L'union entre les deux est à l'image de ce qui a sûrement poussé les jeunes Stone Roses à former un groupe, tout comme Liam, fan absolu du Stone, qui entamera une session ininterrompue trente ans après d'écoutes bibliques des Pères Fondateurs de la pop, du rock et du psychédélisme (au hasard, les Beatles, Stones, Hendrix, Who, Kinks), quitte à radoter sévère et affirmer qu'il n'y a pas grand chose de bien aujourd'hui.
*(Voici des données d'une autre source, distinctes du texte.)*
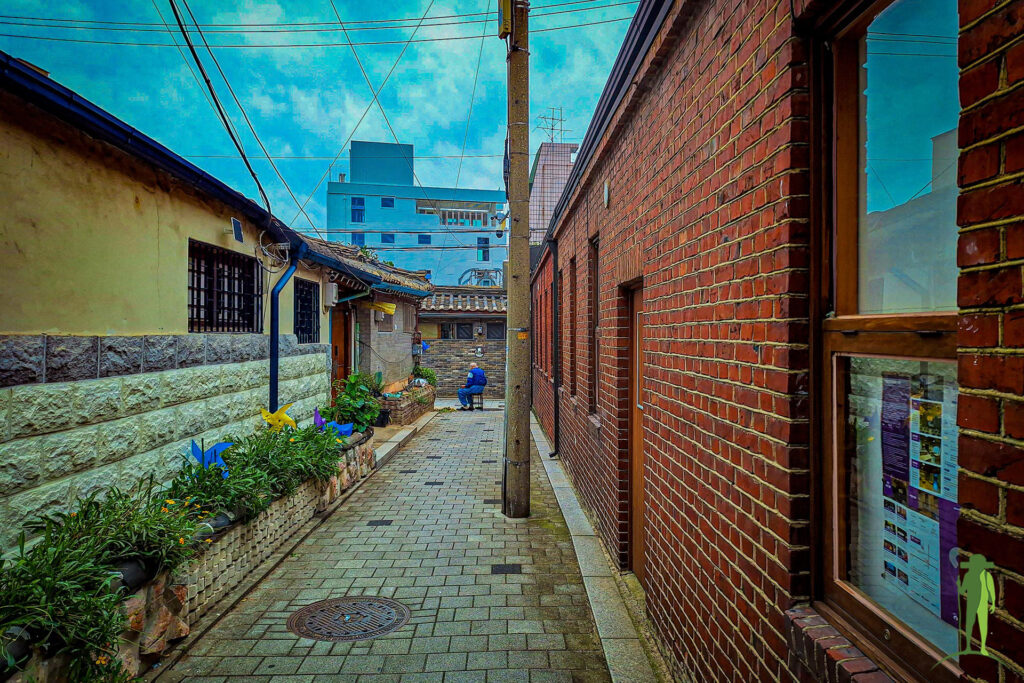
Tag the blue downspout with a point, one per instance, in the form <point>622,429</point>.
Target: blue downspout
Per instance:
<point>300,251</point>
Écouter Liam Gallagher & John Squire, c'est voyager en Terres rock avec un brio constant, ce qui n'était pas vraiment le cas des premiers opus solo de Liam. C'est amener les gosses d'aujourd'hui vers des intonations, riffs, atmosphères pompés avec une outrance assumée chez ces mêmes Pères Fondateurs. Lovers Rock des Clash sur Mars To Liverpool, Rain des Beatles -ou Waterfall du Stone sur Just Another Rainbow, gimmicks Hendrixiens sur Love You Forever, la liste est très longue. On s'y perdrait même. Mais plus encore que Liam sur ses albums solo, accompagné de musiciens de sessions et producteurs qui touchent leur bille, le rôle de John Squire est ici catalyseur de toute cette énergie, car la mélodie naît de sa brillante six cordes et amène Liam vers, osons le dire, une forme d'épure.
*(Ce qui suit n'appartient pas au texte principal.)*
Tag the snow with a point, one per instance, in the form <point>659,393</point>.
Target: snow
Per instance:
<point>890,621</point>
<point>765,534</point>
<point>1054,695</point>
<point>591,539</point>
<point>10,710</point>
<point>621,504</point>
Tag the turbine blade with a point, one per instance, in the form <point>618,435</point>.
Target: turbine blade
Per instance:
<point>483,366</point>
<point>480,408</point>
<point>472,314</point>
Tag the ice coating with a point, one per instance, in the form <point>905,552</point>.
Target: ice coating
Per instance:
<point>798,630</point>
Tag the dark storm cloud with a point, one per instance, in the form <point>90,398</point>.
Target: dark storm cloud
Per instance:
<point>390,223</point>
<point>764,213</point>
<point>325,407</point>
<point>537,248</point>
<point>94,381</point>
On évitera une certaine mièvrerie (qu'il critiquait pourtant chez Macca), chaque morceau étant encore plus rock que le précédent, quitte à ne pas faire dans la dentelle (I'm a Wheel, pas jojo) ou ne plus étonner grand monde sur la profondeur des paroles. Eternel amoureux, père de famille assumé, les textes sont moins branchés cigarettes et alcool.
Tout le monde sera content, puisque le meilleur album solo de Liam est aussi le meilleur pur-sang de son écurie, capable d'être joué live dans son entièreté, peut-être celui dont il a toujours rêvé tant il est à l'image de ce qu'il prétend défendre et être depuis toujours. Et accessoirement le meilleur de John Squire aussi qui au lieu d'éclabousser ses toiles, emmène sa guitare là où tout bon lad, mod, fan de la première heure voulait aller. Ça marche du tonnerre.